= Yorkshire Architectural and York Archaeological Society =

Yorkshire historical society

The Yorkshire Architectural and York Archaeological Society (Y.A.Y.A.S.) is a learned society formed in 1842 as the Yorkshire Architectural Society. Its membership was made up of clergymen and laymen led by Rev. George Ayliffe Poole from Leeds. Its main objectives were the study of ecclesiastical architecture and design, and the restoration of churches within Yorkshire; it also intended to promote improvements in the design of future ecclesiastical buildings.

==History==
The first annual general meeting was held in the De Grey Rooms, York on 7 October 1842. Rev. George Ayliffe Poole took the role of secretary while Richard Bethell became the society's chair. The society planned to meet twice a year for general business and the reading of papers, which it would publish if of sufficient interest. Over three hundred members joined before the first meeting. The donation of books, plans and drawings from members was encouraged to form a society museum and library. A permanent room in Minster Yard housed the museum, library and meeting room from June 1844 until 1857, when these moved to the York School of Art.

On 8 April 1845 the first society excursion was organised to Adel church. The annual outing became a feature of the society.

In 1850 the society adopted a seal, designed by a member, John West Hugall, showing a standing figure of St Wilfrid.

The preservation of secular buildings, although not an original aim of the society, took up an increasingly large proportion of its time and energy from the mid-1850s. Members were involved in several campaigns in York. In 1855 they petitioned to save York city walls from demolition, and, in 1859, the society was involved in a campaign to preserve the barbican at Walmgate Bar.

Membership gradually declined through the mid-19th century. Committee meetings became infrequent, the presentation of papers ceased and few grants were given out for church restoration. In 1884 the society, together with its books and artefacts, moved to York Minster Library. Its plaster casts of architectural details were donated to the York School of Art, which had housed the society for several years.

The society underwent a revival in 1902, widening its objectives to cover archaeological research in York. It was renamed the Yorkshire Architectural and York Archaeological Society (Y.A.Y.A.S.). Lecture and excursion programmes were reinstated and, in June 1902, Dr William A. Evelyn, who was to become a driving force in the conservation of York's buildings and city walls, joined the society. In 1906 the society and its library moved to Jacob's Well which it quickly outgrew, then moving to the Yorkshire Philosophical Society building.

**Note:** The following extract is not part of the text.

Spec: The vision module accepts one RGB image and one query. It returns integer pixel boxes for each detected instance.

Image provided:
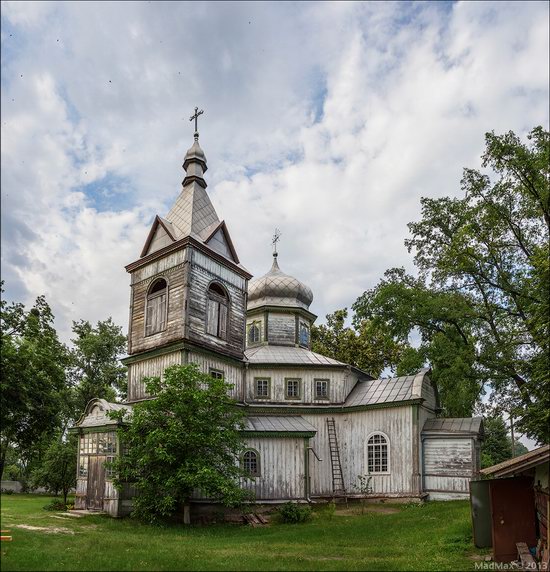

From 1948 to 1953–54 the society produced an Annual Report and Summary of Proceedings, which contain articles on York architecture and archaeology. A programme of lectures, excursions and publications was also reinstated. From 1956, Y.A.Y.A.S. meetings and lectures were held in various venues across the city. The Yorkshire Philosophical Society continued to house the Y.A.Y.A.S. library until 1963, when it was moved to York Library. In 1974 the society's library was sold with the proceeds going towards the production of future publications.

York Historian was first published in 1976 and is an annual volume of York-centred historical research. Y.A.Y.A.S. Times, a newsletter for members, first appeared in November 1980. As of 2022, both publications continue. The society is now a charity with the aim: “To advance the education of the public in the architectural, historical and archaeological heritage in the historic county of Yorkshire and the City of York."

In 1931 William A. Evelyn sold his collection of paintings and drawings of York (now known as the Evelyn collection) to the city to be housed in York Art Gallery. His collection of glass lantern slides, and lecture notes was given to Y.A.Y.A.S. The collection is currently housed in York Minster Library and is in the care of the Y.A.Y.A.S. Keeper of the Evelyn Collection.

As of 2022, the society is still active in York and undertakes a wide range of lectures and excursions to stimulate interest and research in the city's historic environment. Every year it produces the journal York Historian, which includes original research on the history, archaeology and architecture of York.